BY ATHENA MCKENZIE
When Christian Foyd moved to Victoria from Copenhagen in 2000, he sensed something was missing in local house design. “I thought, wouldn’t it be cool to do Northern European, Scandinavian modern houses, with their focus on quality and sustainability,” he says.
The Canadian-educated, Danish-registered architect was working as a consultant for DISSING+WEITLING on the Dockside Green masterplan when he met architect Peter Johannknecht. Together with Geoffrey Wong, an expert in project management and communications, the three friends, recognizing their shared design sensibilities, bought some property on Transit Road to showcase what they could do. 519 design + build was born.
“It really took off from there,” Wong says. “A lot of our clients come to us having seen the houses on Transit or the ones on our website and they want something similar.” While Johannknecht is now with Cascadia Architects, he is, as Foyd says, “a frequent collaborator.”
To create a unique home for each client, 519 employs what Foyd describes as a “sketch-intensive” process and a lot of back and forth between the client and the team. Spruce sat down with the Foyd to learn what a client can expect when working with an architect.
How does one find the right architect for a project?
It’s an interview. First of all, you identify something in [the architect’s] previous work that you like. That’s really important. Secondly, you sit down with them. Sometimes it won’t be a good match — and that can happen from either side. The design of a project needs to be a constant conversation.
How do you determine if it’s a good match?
We ourselves have a clever technique to find out if it’s going to work or not. I draw fast, and before we sign the full deal to build a house, we go through a schematic design phase. It’s a really rapid-fire game of Ping-Pong with the client. We send them sketches and they email their thoughts back. Through that process, you start to find out really quickly, one, is this going to work, and two, is this going to be good for us all? It also leads into a conversation about relative costs, so you get a sense if it’s going to work on a budget level as well.
Are there other benefits to the sketches?
When you meet the client, they already have an idea in their mind of what the possibilities are. The sketches show them that there are other ways to “skin the cat.” Many ways. What comes out of that tends to be a springboard. One of those sketches will grab them. They’ll say, “Wait a minute, that’s where we want to go.” It’s usually a surprise to them. It’s what sets the ball in motion.
What was the process for the Lochside project?
We did several project proposals for this particular client, and then they found this beach property. We went through our typical round of intensive sketching, and they narrowed it down to one group of sketches.

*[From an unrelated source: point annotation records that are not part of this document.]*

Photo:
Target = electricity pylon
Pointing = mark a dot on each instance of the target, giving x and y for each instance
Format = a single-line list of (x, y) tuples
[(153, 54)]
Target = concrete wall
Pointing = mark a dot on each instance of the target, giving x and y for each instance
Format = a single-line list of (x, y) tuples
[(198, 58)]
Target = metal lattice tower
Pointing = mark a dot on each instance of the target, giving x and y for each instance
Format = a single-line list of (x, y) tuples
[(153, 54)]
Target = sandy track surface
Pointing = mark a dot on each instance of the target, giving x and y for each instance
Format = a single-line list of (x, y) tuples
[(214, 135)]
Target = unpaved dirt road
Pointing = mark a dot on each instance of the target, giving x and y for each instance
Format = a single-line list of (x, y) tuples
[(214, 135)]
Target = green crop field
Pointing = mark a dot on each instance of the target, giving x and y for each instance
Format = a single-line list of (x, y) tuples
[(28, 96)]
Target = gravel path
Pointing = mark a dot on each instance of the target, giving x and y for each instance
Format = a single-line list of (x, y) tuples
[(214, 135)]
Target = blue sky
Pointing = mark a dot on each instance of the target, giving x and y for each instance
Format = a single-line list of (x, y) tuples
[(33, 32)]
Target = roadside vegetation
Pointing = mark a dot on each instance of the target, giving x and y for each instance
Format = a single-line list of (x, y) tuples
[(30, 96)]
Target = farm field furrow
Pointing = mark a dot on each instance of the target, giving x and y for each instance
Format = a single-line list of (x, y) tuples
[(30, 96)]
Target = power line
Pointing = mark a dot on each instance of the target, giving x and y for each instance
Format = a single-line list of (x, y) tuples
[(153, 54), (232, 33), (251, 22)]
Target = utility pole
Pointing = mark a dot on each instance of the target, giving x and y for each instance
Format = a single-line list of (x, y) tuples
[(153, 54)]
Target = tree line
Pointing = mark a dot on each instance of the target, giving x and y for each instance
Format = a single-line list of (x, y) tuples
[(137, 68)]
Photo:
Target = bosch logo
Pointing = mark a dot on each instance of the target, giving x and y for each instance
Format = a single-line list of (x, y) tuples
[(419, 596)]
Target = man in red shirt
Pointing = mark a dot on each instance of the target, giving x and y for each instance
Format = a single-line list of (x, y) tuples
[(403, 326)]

We did a site analysis and found out where the sun was and where the best views were. They wanted a pool. Pools are tricky in Victoria — if you don’t site them properly and protect them from the wind, then they won’t be used very much. We isolated the southeast pocket as the best place for a water element.

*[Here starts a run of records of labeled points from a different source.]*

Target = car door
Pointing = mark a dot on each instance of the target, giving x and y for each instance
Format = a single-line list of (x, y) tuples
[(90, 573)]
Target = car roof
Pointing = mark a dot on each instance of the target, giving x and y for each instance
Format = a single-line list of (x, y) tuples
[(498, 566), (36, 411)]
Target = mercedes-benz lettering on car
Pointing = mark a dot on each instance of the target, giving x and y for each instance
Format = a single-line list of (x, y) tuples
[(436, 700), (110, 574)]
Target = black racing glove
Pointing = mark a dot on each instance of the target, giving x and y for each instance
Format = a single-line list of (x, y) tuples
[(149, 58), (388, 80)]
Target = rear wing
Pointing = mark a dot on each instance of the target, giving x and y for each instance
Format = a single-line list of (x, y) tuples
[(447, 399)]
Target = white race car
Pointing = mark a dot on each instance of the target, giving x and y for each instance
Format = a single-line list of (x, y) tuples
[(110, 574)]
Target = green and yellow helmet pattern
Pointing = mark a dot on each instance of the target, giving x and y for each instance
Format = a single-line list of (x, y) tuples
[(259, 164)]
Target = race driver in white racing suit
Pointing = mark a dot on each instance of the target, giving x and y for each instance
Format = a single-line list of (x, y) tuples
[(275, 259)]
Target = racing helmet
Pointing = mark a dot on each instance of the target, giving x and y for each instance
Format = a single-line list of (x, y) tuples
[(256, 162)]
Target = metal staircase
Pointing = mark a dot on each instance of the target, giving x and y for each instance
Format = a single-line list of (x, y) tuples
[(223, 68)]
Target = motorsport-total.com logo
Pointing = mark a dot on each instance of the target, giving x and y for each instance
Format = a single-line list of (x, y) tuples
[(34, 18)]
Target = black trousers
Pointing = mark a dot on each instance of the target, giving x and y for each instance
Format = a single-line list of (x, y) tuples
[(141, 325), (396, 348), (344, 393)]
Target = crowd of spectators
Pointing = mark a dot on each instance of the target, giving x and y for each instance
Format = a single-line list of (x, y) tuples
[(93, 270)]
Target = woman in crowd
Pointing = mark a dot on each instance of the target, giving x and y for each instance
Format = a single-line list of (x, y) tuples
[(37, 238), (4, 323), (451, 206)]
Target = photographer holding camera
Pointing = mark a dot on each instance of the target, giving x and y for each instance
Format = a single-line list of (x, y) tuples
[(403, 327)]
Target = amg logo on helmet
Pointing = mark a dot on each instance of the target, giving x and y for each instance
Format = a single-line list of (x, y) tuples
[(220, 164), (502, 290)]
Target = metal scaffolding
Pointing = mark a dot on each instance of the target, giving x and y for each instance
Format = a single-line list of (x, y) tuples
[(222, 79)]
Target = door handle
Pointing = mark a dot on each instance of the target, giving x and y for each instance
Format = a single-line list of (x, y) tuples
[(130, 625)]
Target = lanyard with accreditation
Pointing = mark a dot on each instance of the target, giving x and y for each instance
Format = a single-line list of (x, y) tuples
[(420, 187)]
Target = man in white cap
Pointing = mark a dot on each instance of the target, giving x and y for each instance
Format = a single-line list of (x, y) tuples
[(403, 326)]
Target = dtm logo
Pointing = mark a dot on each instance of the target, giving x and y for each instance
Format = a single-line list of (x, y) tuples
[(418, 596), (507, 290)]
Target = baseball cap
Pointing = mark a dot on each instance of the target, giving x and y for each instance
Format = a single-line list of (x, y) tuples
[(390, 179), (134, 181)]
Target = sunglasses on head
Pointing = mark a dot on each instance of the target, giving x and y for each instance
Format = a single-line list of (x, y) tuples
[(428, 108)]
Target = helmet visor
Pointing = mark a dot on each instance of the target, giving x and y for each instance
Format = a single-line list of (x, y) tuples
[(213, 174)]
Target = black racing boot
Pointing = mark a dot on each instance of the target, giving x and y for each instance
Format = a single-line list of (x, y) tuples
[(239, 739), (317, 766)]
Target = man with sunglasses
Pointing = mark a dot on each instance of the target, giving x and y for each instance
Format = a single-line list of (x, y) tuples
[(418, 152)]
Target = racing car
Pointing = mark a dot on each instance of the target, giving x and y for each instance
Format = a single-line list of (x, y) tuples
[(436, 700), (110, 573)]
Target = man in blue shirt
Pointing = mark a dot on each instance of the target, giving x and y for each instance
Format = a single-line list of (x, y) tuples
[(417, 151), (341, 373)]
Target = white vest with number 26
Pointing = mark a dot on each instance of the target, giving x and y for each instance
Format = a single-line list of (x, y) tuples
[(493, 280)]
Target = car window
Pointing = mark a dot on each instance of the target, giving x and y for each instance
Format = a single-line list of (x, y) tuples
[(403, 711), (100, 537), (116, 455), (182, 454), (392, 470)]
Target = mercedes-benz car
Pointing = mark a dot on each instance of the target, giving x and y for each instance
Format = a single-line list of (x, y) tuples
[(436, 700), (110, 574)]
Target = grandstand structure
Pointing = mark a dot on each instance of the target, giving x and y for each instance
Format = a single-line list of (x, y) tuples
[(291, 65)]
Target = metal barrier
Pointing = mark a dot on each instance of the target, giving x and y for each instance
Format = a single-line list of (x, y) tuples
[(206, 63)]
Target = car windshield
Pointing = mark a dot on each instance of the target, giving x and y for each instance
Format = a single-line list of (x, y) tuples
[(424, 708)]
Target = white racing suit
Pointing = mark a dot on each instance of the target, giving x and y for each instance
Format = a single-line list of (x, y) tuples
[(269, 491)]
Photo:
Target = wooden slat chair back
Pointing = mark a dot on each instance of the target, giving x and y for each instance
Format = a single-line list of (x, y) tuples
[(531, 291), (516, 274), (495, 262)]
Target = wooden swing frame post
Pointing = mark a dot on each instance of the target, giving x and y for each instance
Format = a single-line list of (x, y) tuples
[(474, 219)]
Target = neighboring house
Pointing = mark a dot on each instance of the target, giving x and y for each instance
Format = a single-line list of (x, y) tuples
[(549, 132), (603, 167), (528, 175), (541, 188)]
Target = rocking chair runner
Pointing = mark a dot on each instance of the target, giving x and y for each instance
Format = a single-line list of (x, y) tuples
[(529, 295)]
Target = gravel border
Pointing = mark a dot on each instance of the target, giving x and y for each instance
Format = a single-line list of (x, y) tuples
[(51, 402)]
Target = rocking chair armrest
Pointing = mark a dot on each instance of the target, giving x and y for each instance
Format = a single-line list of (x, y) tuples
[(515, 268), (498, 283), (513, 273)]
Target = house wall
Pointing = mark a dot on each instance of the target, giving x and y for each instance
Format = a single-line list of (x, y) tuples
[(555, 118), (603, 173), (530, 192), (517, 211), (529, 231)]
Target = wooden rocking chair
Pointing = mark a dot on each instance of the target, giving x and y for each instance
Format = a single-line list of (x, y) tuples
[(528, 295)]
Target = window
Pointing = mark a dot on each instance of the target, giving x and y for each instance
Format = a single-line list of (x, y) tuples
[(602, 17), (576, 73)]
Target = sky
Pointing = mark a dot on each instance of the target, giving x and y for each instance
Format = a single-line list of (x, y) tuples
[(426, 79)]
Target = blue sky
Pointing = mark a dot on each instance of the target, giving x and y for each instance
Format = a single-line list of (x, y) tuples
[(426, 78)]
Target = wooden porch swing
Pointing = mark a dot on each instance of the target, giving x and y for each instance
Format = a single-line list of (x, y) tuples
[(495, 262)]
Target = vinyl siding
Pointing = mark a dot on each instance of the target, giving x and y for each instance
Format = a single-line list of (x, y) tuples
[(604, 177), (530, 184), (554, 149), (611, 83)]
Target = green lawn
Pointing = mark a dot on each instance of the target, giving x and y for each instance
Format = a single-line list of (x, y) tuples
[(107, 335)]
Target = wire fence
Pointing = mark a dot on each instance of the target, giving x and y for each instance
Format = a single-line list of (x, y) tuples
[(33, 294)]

Early sketches explored a more linear design, but the homeowners were drawn to the sketches with the gull-wing roof element and that’s the direction we ended up going in.
What are the misconceptions around working with architects?

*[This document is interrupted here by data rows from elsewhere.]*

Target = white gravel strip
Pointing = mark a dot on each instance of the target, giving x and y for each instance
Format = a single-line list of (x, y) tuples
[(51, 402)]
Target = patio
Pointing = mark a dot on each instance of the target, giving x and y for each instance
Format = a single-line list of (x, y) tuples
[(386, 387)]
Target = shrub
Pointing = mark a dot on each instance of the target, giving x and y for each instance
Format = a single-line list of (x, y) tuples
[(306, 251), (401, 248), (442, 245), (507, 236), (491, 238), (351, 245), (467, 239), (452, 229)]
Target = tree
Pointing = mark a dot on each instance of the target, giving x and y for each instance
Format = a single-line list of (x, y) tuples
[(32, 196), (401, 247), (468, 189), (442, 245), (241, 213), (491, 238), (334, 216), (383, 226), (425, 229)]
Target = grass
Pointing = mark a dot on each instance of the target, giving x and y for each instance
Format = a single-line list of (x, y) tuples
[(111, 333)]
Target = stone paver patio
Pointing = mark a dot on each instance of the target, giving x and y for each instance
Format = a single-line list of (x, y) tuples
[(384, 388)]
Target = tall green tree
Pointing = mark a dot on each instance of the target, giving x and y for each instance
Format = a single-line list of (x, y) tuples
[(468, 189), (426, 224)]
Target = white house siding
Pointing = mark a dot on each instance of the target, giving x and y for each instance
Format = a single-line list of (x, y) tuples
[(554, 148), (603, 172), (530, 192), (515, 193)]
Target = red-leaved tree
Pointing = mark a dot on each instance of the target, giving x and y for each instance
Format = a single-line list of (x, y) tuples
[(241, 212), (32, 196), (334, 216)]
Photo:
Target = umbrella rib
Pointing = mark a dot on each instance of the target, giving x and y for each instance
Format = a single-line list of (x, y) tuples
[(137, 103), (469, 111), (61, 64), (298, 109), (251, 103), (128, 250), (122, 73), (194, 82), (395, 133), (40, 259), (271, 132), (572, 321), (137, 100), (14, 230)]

That architects are expensive. If you look at the price of building a new home, there are the hard costs of the stuff you can see: the land, the bricks, the mortar, etc. Then you have the soft costs: things such as permits and consultants. We’re part of those consultant fees. That tends not to jump much over 10 per cent of the entire project. If someone starts out looking at the soft costs as a deal breaker, then they will be the deal breaker. Trying to save on design is a bad place to start.
Does building in the Capital Regional District have any challenges?
In the interaction with the various communities, variances can be a really onerous process. In fact, it can be so onerous that we try to avoid asking any special favours from the communities. And it’s often not necessary. We try to make a match between the client’s aspirations and what the community will allow. It speeds up the process as well. You can spend months and thousands on a variance and not get it.
What’s unique about your designs?
The key to Scandinavian modernism is having such simple design — it’s really reductionism. In fact, when a client comes to us with a list of all the things they want in their house, we try to get rid of half of it, telling them, “This is what you need to have; this is what will work for you through the ages.” Nobody will buy the house down the road and go, “This is so 2015.” There is nothing dark and diabolic about it. It’s simply asking: “Do you really need that? Is it essential?” It’s really simple when you draw it out. We can do this or we can do this. It’s black and white. We present a direction and provide the rationale.